Gravetapping by Ben Boulden
Posted: 18 Dec 2014 07:31 PM PST
“His name was Jimmie Prescott and he is thirty-one years of age. Five foot ten. Slight build.”
He is a loner. A sniper. A killer. The sort of sniper who sets up over a busy city street and randomly chooses a target. A victim. It is the spontaneity that thrills him, and, by his own reckoning, he is the best. The best because he has 41 notches on his rifle, and, while there have been a few close calls, he has no real fear of capture.

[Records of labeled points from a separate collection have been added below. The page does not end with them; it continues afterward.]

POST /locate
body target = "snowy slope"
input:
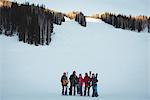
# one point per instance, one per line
(119, 56)
(89, 7)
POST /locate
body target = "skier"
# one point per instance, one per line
(73, 82)
(80, 82)
(64, 82)
(86, 79)
(94, 85)
(89, 83)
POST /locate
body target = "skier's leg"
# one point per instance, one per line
(62, 90)
(85, 90)
(88, 90)
(93, 91)
(70, 89)
(96, 92)
(74, 89)
(81, 90)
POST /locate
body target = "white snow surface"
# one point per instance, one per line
(89, 7)
(119, 56)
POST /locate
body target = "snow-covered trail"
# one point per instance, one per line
(119, 56)
(89, 7)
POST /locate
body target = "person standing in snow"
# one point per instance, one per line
(94, 85)
(80, 82)
(89, 83)
(86, 79)
(64, 82)
(73, 83)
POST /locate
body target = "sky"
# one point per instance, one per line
(135, 7)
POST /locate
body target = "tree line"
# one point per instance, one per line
(137, 23)
(32, 23)
(81, 19)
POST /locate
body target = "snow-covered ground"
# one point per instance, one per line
(89, 7)
(119, 56)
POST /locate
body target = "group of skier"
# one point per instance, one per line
(78, 83)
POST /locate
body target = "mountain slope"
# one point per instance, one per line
(119, 56)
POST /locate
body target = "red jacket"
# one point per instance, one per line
(86, 79)
(80, 80)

“A Real Nice Guy” is a stylish crime story written by William F. Nolan, a favorite author of mine, originally published in the April 1980 issue of Mike Shayne Mystery Magazine. It is something of a battle of sociopaths—both bad, of course—and while the ending is less than surprising the journey is ideal. The prose is smooth and, especially the non-dialogue narrative, is something like a brassy jazz riff—
“He was a master. He never missed a target, never wasted a shot. He was cool and nerveless and smooth, and totally without conscience.”
It is short. Third person, and very much worth seeking out. But, in the interest of fairness, that is exactly what I think of all Mr Nolan’s short work.
I read “A Real Nice Guy” in The New Mammoth Book of Pulp Fiction, published in 2013 by Running Press, and edited by Maxim Jakubowski.